An American premium dairy product manufacturer, faced issues with packaging quality—yogurt tubs missing lids, and illegible or absent expiration date codes. Despite a well-staffed inspection team, manual verification couldn't keep pace with production demands. Elementary's solution, a network of automated cameras and sensors, now inspects thousands of tubs daily, ensuring packaging integrity in a food-safe environment, even withstanding nightly washdowns.
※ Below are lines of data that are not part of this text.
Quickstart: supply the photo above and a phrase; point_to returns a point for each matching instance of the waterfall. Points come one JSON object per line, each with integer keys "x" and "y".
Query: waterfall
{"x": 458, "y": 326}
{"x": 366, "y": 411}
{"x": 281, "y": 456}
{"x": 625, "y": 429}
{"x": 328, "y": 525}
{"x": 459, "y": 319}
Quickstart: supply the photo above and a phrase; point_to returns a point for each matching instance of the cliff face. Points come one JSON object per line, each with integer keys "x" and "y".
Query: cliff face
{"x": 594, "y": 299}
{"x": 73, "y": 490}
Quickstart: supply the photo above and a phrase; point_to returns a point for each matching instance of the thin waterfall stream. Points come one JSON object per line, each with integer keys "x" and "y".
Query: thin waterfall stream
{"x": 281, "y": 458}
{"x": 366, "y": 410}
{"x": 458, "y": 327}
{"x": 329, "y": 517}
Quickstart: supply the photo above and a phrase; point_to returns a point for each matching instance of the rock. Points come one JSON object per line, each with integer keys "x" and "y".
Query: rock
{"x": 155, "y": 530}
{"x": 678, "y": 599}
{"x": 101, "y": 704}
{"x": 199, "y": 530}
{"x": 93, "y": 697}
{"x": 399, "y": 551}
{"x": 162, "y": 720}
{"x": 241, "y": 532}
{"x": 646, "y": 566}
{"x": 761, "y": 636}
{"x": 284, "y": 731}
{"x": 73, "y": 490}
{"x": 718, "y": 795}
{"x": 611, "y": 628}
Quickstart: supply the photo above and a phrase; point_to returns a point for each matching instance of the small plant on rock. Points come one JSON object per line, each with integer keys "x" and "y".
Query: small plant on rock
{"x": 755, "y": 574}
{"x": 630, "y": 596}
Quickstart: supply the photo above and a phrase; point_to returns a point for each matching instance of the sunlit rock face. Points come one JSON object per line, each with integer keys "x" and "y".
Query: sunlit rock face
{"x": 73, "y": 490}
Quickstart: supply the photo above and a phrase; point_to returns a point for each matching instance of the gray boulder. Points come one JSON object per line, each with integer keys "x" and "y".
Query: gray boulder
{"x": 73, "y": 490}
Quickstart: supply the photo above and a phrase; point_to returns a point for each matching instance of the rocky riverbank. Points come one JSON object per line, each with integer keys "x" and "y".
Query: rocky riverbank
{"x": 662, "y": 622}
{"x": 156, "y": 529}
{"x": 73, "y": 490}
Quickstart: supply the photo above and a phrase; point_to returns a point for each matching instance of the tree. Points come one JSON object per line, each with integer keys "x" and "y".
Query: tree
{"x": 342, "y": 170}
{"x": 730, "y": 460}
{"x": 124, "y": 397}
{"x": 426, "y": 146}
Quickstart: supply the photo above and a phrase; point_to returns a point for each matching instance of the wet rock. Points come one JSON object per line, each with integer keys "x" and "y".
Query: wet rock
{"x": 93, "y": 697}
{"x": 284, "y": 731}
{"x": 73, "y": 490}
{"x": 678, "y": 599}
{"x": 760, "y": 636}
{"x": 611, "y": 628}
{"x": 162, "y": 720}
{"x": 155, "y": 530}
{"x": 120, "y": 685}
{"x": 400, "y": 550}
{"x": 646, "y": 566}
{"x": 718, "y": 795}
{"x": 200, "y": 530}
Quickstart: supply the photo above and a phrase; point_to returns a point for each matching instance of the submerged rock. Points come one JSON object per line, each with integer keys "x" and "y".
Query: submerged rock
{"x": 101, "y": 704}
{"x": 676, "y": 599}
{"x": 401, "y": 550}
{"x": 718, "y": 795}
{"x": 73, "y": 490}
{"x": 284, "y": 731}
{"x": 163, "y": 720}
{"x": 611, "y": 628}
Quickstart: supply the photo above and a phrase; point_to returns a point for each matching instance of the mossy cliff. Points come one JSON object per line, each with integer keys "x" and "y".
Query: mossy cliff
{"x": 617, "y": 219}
A growing brand needs a smart solution that can keep up with production demands
The yogurt brand (owned by a leading beverage company) is built on the principle of superior quality – in their products, animal welfare, customer care, and sustainability efforts. And with growing demand for their nutritious products, the dairy manufacturer strives to ensure that every bottle of milk or tub of yogurt leaves the production line with the same uniform quality, packaging, and labeling. So, when the new lactose-free yogurt facility started noticing recurring defects in lid placement and code printing quality, they needed to find a solution that could keep up with their production demands, accommodate changes in packaging design without expensive retooling and retraining, keep labor costs steady, and work within the company’s strict food safety and cleaning protocols while main-taining precise accuracy through-out.
The production facility already employed experienced quality control inspectors, but with defects slipping through the cracks, it became clear that sample inspections were not going to be sufficient going forward, and hiring more quality personnel was both cost-prohibitive and inefficient as a long-term solution for a high-volume production line.
Traditional machine vision solutions were also ruled out – with several flavors being produced at once and frequent updates to the packaging to keep the design fresh and engaging, most automated quality systems couldn’t recognize the changes and would need to be constantly updated and retrained. What’s more, the product’s expiration date code wasn’t always printed in the exact location on the lid. This deviation was too difficult to recognize for most traditional machine vision inspection solutions, so the manufacturer turned to the next-generation quality automation.